Policy improvements and implementation are further weakened by tobacco industry interference and the continued engagement of government officials with the industry. Together, these gaps undermine the effectiveness of current policies and allow tobacco use to persist. Nepal has a clear and practical path to address this challenge. First, increasing tobacco taxes to at least 75 per cent of the retail price would significantly reduce consumption while generating additional domestic revenue. Second, adopting standardised plain packaging and strengthening regulations to ban emerging nicotine products would reduce the appeal of tobacco, particularly among young people.
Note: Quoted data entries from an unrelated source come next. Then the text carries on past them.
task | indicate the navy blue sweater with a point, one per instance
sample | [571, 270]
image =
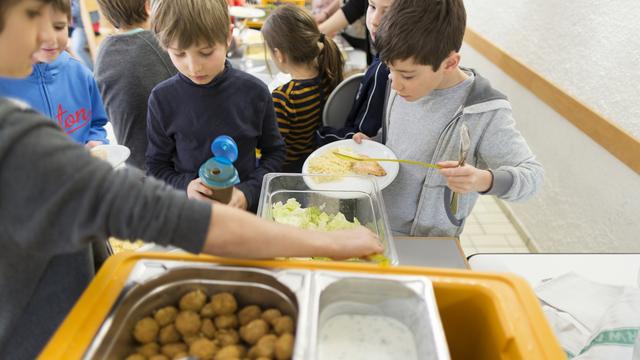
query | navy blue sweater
[184, 118]
[366, 112]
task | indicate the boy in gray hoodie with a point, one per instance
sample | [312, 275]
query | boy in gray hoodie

Equally important is the need to fully enforce existing laws at federal, provincial, and local levels. Integrating tobacco cessation services into primary healthcare and including them within the health insurance benefit package would further support individuals who wish to quit. The government must also ensure full accountability in implementing the World Health Organisation Framework Convention on Tobacco Control, particularly by safeguarding policymaking from conflicts of interest and completely preventing tobacco industry interference, in line with its obligations under the treaty.
Public funds
In addition, public funds should not be invested in tobacco companies, given that these companies drive preventable disease and death and impose substantial economic and social costs on the country. Finally, earmarking a portion of tobacco tax revenue for health financing, including the health insurance programme, can create a sustainable funding mechanism while reinforcing public health objectives.
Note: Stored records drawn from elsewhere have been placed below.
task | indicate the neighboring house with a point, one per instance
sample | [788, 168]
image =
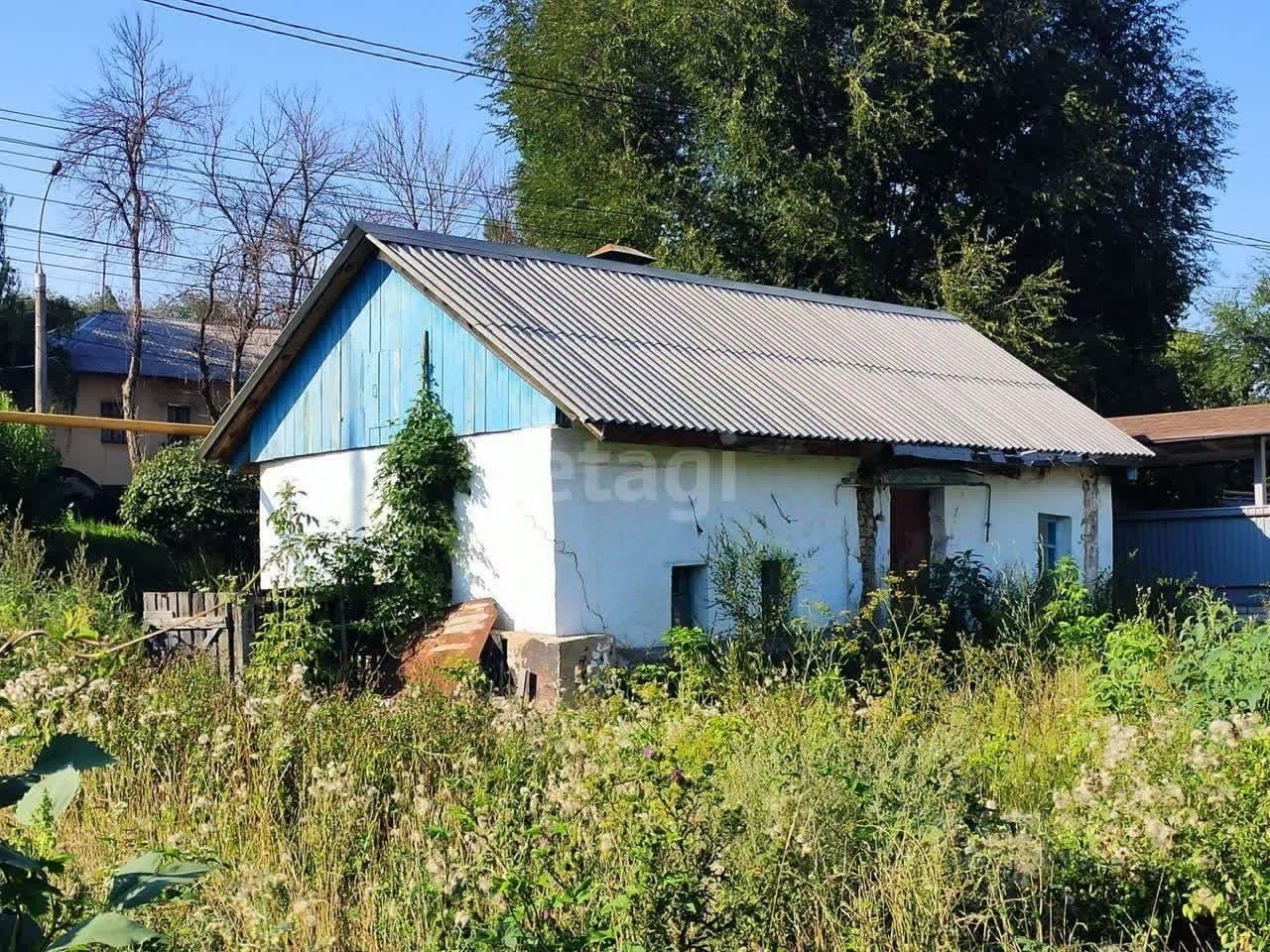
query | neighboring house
[1224, 547]
[620, 416]
[98, 349]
Tobacco control represents a rare policy opportunity where health and economic interests align. By reducing preventable diseases, Nepal can lower healthcare costs, protect households from financial hardship, and ensure the long-term sustainability of its health insurance system. The evidence is clear, and the tools are available. What is needed now is strong political commitment and coordinated action. Investing in tobacco control today is not only about saving lives, it is about securing the future of Nepal’s health system.
(The author is associated with Vital Strategies, a global public health organisation based in Singapore.)